PUBLISHED : Monday, 04 April, 2011, 12:00am
UPDATED : Monday, 04 April, 2011, 12:00am


Asian collectors snapped up cases of select vintages in a two-day wine sale by Sotheby's Hong Kong that netted HK$96.8 million - well above the pre-sale estimate.

The top lot, a case of Romanee Conti 1990, went for HK$1.8 million.

Strong prices were also seen in the best vintages from Burgundy producers, demonstrating its increasing appeal in Asia, the auction house said. All lots were sold.

A Sotheby's Hong Kong spokesman described the response to the sale as 'very, very good'.

Jamie Ritchie, Sotheby's Wine president, said: 'The superb condition of the wines, combined with the rarity factor, created strong demand from bidders throughout Asia.'

The pre-sale estimate of the Ultimate Cellar sale of almost 11,000 bottles was HK$55 million to HK$77 million.

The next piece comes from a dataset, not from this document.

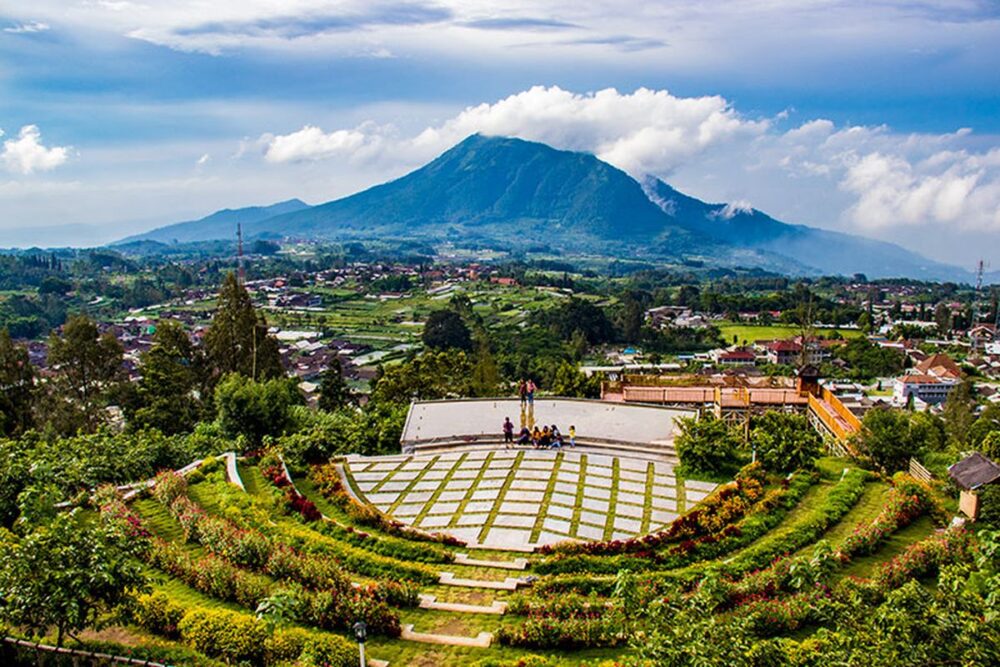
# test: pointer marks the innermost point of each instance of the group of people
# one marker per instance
(546, 437)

Hong Kong has seen a sustained growth in wine imports and related businesses since 2008 when the government scrapped wine duty.

Last year, the total value of wine imports exceeded HK$6.9 billion - an increase of 73 per cent over 2009 - and Hong Kong surpassed New York to become the world's largest wine auction centre.

In his budget speech, Financial Secretary John Tsang Chun-wah promised to 'further capitalise on Hong Kong's experience and network in wine trading and distribution'.

Sotheby's Hong Kong wine sales totalled US$52.5 million last year - more than its sales in New York and London combined. This accounted for almost 60 per cent of the wine sold by the auction house around the world. By contrast, its sales in Hong Kong in 2009 totalled just US$14.3 million.

The wine sales were followed by an auction of Chinese contemporary art painting. The 106 works were from the collection of Guy Ullens and his wife, Myriam. The Belgian baron, with his wife, founded the Ullens Centre for Contemporary Art in Beijing in 2007.

The auction, The Ullens Collection - The Nascene of Avant-Garde China, was estimated to fetch as much as US$16.7 million.

Buyers who were not represented at the Hong Kong Convention and Exhibition Centre sale could bid via the auction house's online bidding system.